Aslında “bu liberal sağ veya düpedüz sağ unsurların CHP’de ne işi vardı” diye eleştiri getirilse doğru soru o zaman sorulmuş olurdu ama onu sormak bu medyanın işine gelmezdi. Çünkü onlar için sorun olan bu unsurlar değil, bir türlü liberal kampa çekemedikleri, bir türlü bağımsızlıkçı reflekslerinden ve Kemalist kökenlerinden söküp alamadıkları CHP yönetimi ve tabanıydı.

Gerçekte bir Marksizm-Kemalizm ikilemi mi vardır? Gelişmiş ülke sosyal demokrat/ sosyalist partileri, “marksist köken” den geldiklerini söyleyebilir ve hatta Parti binalarının girişine Marks’ın büstünü dahi koyabilirler. Ancak herkes bilir ki, bu kökenin bugüne süren fazla bir kökü kalmamış, genellikle içi boş folklorik bir görüntüye dönüşmüştür. Özellikle de 1980 sonrasında büyük ölçüde neo-liberal programlara angaje olduktan sonra. Bugün Avrupa’da sol içi yeni tartışma noktaları ve ayrışmaları, neo-liberal politikalara karşı takınılan mesafelere göre yeniden tanımlanma sürecindedir.
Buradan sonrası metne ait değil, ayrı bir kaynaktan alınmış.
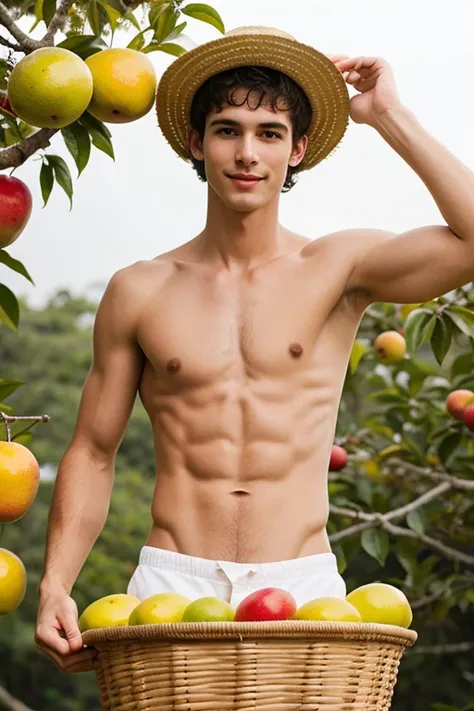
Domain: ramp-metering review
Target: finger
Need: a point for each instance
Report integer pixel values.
(358, 63)
(337, 57)
(48, 637)
(71, 630)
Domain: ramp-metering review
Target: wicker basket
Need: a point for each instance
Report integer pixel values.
(248, 666)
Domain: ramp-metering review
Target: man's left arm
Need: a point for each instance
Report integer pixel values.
(425, 262)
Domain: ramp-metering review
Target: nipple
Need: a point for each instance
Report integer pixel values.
(173, 365)
(295, 350)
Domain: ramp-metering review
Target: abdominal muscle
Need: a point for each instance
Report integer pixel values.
(243, 481)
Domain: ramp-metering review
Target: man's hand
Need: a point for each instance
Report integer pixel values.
(373, 78)
(57, 616)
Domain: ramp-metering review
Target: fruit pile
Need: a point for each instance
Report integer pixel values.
(19, 481)
(375, 602)
(52, 86)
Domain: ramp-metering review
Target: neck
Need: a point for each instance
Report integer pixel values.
(238, 241)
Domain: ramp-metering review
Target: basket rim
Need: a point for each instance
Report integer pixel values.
(287, 629)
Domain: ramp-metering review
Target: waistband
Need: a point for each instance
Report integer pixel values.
(208, 568)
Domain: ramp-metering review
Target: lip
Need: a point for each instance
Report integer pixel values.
(241, 183)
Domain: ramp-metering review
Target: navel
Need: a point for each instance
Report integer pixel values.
(173, 365)
(296, 350)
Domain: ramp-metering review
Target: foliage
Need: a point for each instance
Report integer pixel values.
(393, 423)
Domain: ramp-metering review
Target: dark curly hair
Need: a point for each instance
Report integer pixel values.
(220, 88)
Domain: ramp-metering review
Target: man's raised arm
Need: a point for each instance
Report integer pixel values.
(84, 481)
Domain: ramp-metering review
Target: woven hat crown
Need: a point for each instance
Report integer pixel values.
(255, 45)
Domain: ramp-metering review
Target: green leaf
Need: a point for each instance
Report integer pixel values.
(112, 13)
(168, 47)
(93, 17)
(358, 350)
(156, 9)
(462, 365)
(46, 181)
(131, 18)
(7, 387)
(14, 264)
(99, 133)
(415, 521)
(376, 543)
(9, 308)
(449, 445)
(406, 555)
(38, 14)
(441, 338)
(138, 41)
(165, 23)
(49, 8)
(462, 318)
(205, 13)
(78, 144)
(62, 175)
(84, 45)
(176, 32)
(419, 328)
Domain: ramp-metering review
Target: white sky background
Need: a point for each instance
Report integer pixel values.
(150, 201)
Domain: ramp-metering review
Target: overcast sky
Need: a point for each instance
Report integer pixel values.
(149, 201)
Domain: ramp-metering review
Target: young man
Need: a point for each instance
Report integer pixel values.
(238, 341)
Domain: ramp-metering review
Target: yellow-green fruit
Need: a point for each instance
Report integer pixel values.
(124, 85)
(162, 607)
(406, 309)
(23, 131)
(390, 347)
(12, 581)
(108, 611)
(209, 609)
(50, 88)
(382, 603)
(329, 609)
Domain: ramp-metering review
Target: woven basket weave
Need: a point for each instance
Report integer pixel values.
(248, 666)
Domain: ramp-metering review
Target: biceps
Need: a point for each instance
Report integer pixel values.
(107, 401)
(416, 266)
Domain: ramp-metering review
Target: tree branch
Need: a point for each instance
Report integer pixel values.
(17, 154)
(26, 43)
(383, 521)
(9, 701)
(57, 22)
(447, 551)
(455, 481)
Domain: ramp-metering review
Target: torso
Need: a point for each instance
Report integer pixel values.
(242, 383)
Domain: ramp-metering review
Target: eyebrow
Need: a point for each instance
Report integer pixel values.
(234, 124)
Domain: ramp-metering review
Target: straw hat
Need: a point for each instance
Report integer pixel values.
(317, 75)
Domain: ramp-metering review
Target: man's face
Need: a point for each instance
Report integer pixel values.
(238, 141)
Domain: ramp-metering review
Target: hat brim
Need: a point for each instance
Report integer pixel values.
(316, 74)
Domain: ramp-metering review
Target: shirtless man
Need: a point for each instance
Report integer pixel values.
(238, 343)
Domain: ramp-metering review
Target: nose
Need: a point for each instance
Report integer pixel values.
(246, 151)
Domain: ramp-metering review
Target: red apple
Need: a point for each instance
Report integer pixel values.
(468, 417)
(15, 209)
(457, 401)
(338, 458)
(266, 604)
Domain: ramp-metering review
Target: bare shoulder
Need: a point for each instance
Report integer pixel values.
(346, 248)
(354, 241)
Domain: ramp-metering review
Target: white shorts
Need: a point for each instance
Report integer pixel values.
(305, 578)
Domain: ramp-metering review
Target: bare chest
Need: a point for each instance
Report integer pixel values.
(200, 329)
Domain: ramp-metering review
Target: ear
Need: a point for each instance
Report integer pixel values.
(195, 144)
(297, 154)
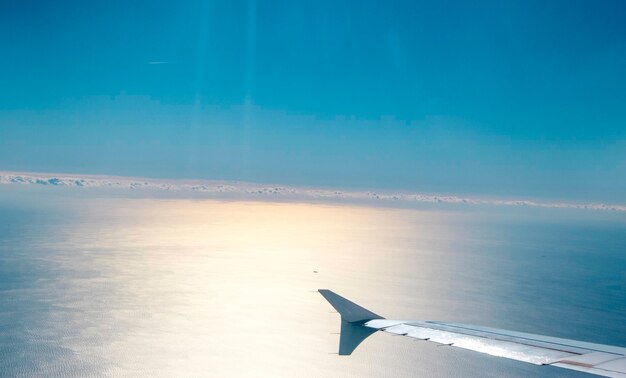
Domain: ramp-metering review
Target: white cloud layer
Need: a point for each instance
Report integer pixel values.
(263, 191)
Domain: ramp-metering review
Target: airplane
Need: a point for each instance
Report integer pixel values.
(357, 323)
CHP gibi Kurtuluş Savaşının muzaffer kadrolarının kurduğu bir partinin anti-emperyalist kökleri ve dayandığı Kemalist ilkeler ise tartışma götürmeyecek kadar canlıdır. Partiyi neo-liberal küreselleşme çizgisine çekmek için yapılan basınçları geri püskürten bu damarlardır. Karşı devrimin saldırısının boy hedefi olması bu nedenledir. CHP’nin, benzeri sosyal demokrat partilerde görülmeyen niteliklere sahip olması, onun sadece anti-emperyalist bir tarihsel sürecin değil, anti-feodal devrim sürecinin de Partisi olmasındandır. Bu özgün nitelikler CHP’yi diğer sosyal demokrat partilerin gerisine değil ilerisine taşımaktadır.
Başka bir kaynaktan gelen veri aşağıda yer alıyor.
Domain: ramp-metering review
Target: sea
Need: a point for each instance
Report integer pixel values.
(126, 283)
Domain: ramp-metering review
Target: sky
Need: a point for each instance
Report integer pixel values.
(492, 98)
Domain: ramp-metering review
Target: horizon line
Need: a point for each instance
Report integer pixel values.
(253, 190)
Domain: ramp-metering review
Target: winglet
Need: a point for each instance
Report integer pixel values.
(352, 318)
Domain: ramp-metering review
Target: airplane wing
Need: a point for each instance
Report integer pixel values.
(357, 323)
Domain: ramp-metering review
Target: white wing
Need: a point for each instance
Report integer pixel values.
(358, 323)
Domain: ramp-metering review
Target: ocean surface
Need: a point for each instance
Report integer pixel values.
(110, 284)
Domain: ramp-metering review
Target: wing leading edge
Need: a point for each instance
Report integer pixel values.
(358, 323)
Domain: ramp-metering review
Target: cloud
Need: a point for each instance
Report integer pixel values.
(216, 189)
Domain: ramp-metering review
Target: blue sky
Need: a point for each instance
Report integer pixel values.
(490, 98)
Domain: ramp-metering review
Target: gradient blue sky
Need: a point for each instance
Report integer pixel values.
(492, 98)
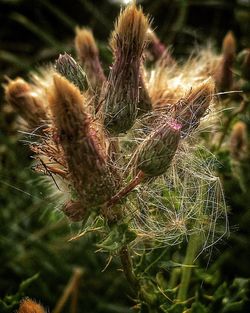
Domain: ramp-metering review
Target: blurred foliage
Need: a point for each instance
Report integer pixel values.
(35, 256)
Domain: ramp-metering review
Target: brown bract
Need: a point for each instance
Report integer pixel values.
(189, 110)
(83, 144)
(26, 102)
(30, 306)
(88, 55)
(121, 94)
(224, 74)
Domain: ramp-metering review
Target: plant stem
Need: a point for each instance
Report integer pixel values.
(193, 246)
(69, 289)
(128, 268)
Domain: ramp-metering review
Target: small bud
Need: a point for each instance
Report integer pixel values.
(83, 143)
(69, 68)
(154, 155)
(239, 142)
(144, 104)
(155, 47)
(224, 75)
(27, 103)
(30, 306)
(122, 90)
(89, 57)
(191, 109)
(74, 211)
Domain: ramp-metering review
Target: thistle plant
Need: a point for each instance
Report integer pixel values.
(127, 151)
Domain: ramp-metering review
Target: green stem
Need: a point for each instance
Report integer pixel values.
(193, 246)
(128, 268)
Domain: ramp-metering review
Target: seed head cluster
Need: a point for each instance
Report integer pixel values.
(123, 145)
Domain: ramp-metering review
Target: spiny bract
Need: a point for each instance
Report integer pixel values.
(128, 146)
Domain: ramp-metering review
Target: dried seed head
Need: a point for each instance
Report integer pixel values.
(154, 155)
(74, 211)
(26, 102)
(89, 57)
(239, 142)
(69, 68)
(30, 306)
(229, 45)
(122, 90)
(224, 75)
(82, 143)
(189, 110)
(130, 31)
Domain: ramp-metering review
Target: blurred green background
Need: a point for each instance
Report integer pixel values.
(33, 233)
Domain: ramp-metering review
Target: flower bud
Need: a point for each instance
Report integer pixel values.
(122, 89)
(224, 75)
(30, 306)
(144, 104)
(245, 66)
(83, 143)
(89, 57)
(239, 142)
(189, 110)
(27, 103)
(155, 153)
(70, 69)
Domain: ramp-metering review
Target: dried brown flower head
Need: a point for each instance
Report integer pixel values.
(122, 90)
(26, 102)
(88, 54)
(30, 306)
(83, 144)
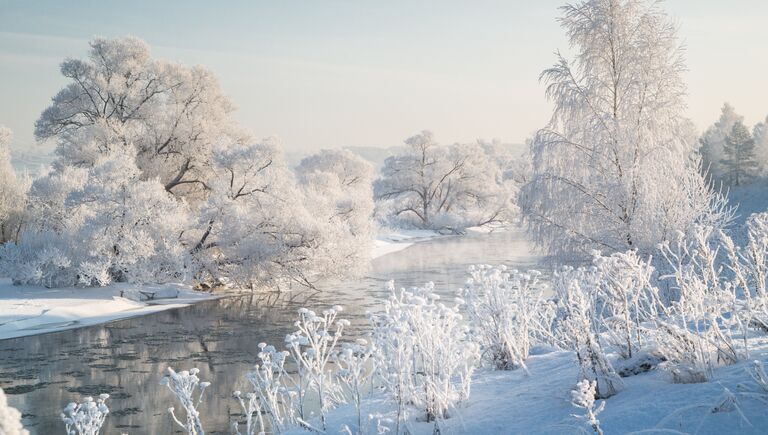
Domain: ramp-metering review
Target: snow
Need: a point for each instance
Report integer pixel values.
(749, 198)
(29, 310)
(390, 240)
(540, 403)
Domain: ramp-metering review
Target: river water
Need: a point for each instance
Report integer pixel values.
(41, 374)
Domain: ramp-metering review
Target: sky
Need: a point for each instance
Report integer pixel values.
(337, 73)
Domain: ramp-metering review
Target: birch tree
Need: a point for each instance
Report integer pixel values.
(612, 168)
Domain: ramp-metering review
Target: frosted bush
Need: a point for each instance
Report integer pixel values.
(579, 328)
(10, 418)
(312, 346)
(749, 266)
(696, 331)
(86, 418)
(356, 366)
(583, 396)
(423, 354)
(625, 299)
(507, 311)
(183, 385)
(270, 394)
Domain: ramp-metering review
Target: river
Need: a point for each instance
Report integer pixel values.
(41, 374)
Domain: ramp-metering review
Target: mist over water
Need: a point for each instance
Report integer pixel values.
(127, 359)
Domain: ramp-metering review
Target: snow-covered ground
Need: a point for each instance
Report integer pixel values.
(391, 240)
(29, 310)
(749, 198)
(511, 402)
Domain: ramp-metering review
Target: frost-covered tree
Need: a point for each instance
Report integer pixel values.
(337, 187)
(12, 191)
(611, 170)
(738, 160)
(443, 187)
(712, 142)
(99, 225)
(258, 227)
(172, 117)
(252, 220)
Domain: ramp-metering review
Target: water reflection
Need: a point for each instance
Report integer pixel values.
(126, 359)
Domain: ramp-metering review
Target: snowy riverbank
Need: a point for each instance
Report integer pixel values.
(390, 240)
(512, 402)
(29, 310)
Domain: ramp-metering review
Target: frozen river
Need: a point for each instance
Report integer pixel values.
(127, 358)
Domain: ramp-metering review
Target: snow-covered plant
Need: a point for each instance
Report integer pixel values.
(612, 169)
(336, 186)
(169, 116)
(423, 354)
(97, 226)
(312, 346)
(271, 395)
(712, 143)
(443, 187)
(10, 418)
(12, 192)
(355, 367)
(749, 266)
(86, 418)
(507, 311)
(625, 299)
(757, 372)
(696, 331)
(579, 327)
(183, 385)
(583, 396)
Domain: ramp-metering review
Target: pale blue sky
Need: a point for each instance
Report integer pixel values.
(334, 73)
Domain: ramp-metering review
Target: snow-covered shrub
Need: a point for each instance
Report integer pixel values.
(356, 366)
(312, 346)
(749, 266)
(10, 418)
(757, 372)
(336, 186)
(97, 226)
(625, 298)
(183, 385)
(696, 331)
(583, 396)
(271, 394)
(579, 327)
(86, 418)
(507, 311)
(423, 354)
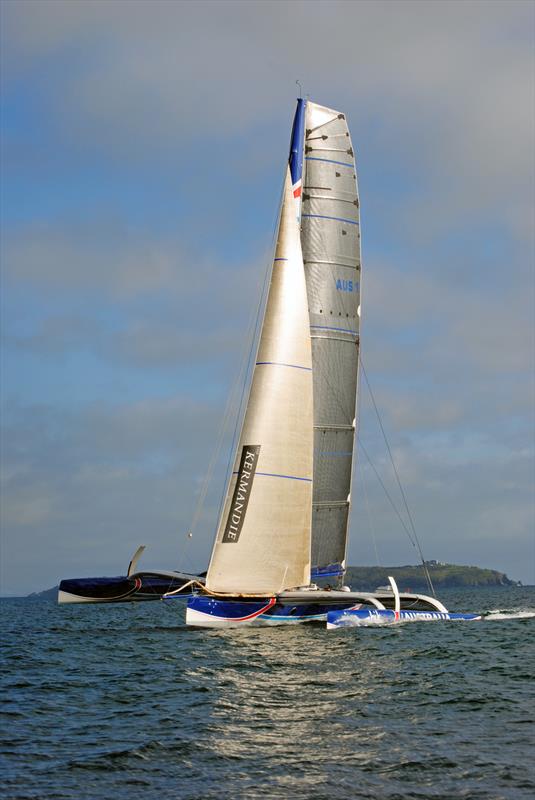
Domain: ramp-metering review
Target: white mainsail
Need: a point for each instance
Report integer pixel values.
(330, 240)
(264, 534)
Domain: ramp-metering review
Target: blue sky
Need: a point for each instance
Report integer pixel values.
(143, 148)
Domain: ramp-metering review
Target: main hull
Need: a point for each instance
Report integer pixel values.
(208, 612)
(352, 618)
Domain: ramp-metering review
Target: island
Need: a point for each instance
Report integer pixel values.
(412, 577)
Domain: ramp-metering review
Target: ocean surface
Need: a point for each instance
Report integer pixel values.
(123, 702)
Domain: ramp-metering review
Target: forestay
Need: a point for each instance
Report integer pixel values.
(263, 540)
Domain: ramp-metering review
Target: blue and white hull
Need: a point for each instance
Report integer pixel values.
(204, 611)
(352, 618)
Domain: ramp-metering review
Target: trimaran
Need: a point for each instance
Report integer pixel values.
(283, 528)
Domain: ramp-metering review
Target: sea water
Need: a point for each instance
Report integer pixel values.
(125, 702)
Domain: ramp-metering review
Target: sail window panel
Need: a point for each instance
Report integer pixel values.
(329, 527)
(326, 237)
(335, 291)
(338, 174)
(333, 453)
(334, 192)
(335, 379)
(333, 484)
(331, 208)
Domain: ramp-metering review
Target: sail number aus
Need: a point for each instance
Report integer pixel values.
(347, 286)
(242, 492)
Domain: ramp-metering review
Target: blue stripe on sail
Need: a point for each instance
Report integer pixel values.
(328, 328)
(336, 219)
(275, 475)
(281, 364)
(334, 453)
(329, 161)
(297, 142)
(329, 571)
BİR DÜZELTME: 19 Ekim tarihli Birgün’de DİSK’in Bolu toplantısı hakkında verdiğim kısa demeç “Katılımcılar ne dedi?” başlığı altında sunulmuştur. “Katılımcı olmadığım” yönündeki itirazım bir düzeltmeye konu olmadığı için bu düzeltmeyi burada ben yapmak zorunda kalıyorum.